The Issuer has filed a registration statement (File No. 333-239-239305) (including a prospectus) and a preliminary prospectus supplement, dated August 3, 2021 (the “Preliminary Prospectus Supplement”), with the Securities and Exchange Commission (“SEC”) for the offering to which this communication relates. Before you invest, you should read the prospectus in that registration statement, the Preliminary Prospectus Supplement, the final prospectus supplement (when available) and other documents the Issuer has filed with the SEC for more complete information about the Issuer and this offering. You may get these documents for free by visiting EDGAR on the SEC’s website at www.sec.gov. Alternatively, the Issuer, the underwriters or any dealer participating in the offering will arrange to send you the prospectus and the related Preliminary Prospectus Supplement if you request it by contacting Keefe, Bruyette & Woods, A Stifel Company at 787 Seventh Avenue, Fourth Floor, New York, NY 10019.

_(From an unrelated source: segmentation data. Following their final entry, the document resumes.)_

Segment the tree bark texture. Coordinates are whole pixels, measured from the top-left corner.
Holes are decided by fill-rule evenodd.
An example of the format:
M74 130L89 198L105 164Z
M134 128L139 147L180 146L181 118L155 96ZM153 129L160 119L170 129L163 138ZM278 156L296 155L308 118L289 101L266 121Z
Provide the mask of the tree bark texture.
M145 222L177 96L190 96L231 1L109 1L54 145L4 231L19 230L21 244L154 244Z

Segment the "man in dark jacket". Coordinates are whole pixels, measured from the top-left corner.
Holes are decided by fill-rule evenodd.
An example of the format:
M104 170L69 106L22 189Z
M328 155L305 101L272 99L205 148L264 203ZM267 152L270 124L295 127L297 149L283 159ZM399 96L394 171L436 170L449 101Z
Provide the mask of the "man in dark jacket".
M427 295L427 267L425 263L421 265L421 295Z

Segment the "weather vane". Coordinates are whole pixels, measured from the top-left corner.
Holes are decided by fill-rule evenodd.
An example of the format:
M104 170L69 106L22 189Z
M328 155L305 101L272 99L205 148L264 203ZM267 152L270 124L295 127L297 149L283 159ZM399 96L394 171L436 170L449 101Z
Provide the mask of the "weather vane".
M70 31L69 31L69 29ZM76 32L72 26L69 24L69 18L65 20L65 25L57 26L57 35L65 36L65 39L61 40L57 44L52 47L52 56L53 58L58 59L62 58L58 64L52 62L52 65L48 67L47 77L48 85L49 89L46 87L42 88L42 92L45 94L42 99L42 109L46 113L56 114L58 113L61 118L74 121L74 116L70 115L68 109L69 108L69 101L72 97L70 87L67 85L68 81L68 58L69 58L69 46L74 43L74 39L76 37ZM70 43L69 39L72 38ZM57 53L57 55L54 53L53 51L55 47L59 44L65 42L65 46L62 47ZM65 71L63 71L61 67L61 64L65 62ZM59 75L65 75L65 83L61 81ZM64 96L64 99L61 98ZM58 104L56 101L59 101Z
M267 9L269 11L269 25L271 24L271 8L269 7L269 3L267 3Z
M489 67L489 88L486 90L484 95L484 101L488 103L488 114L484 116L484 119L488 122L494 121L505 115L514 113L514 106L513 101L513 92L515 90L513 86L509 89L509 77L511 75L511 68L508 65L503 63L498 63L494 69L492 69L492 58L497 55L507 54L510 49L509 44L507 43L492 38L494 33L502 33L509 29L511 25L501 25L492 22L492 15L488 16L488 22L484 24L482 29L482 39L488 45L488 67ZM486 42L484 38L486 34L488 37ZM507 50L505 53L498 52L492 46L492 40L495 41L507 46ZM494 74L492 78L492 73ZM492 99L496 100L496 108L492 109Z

Capitalized terms used but not defined in this Pricing Term Sheet have the meanings given to them in the Preliminary Prospectus Supplement. This Pricing Term Sheet is qualified in its entirety by reference to the Preliminary Prospectus Supplement. The information in this Pricing Term Sheet supplements the Preliminary Prospectus Supplement and supersedes the information in the Preliminary Prospectus Supplement to the extent it is inconsistent with the information in the Preliminary Prospectus Supplement. Other information (including other financial information) presented in the Preliminary Prospectus Supplement is deemed to have changed to the extent affected by the information contained herein.

ANY DISCLAIMERS OR OTHER NOTICES THAT MAY APPEAR BELOW ARE NOT APPLICABLE TO THIS COMMUNICATION AND SHOULD BE DISREGARDED. SUCH DISCLAIMERS OR OTHER NOTICES WERE AUTOMATICALLY GENERATED AS A RESULT OF THIS COMMUNICATION BEING SENT VIA BLOOMBERG OR ANOTHER EMAIL SYSTEM.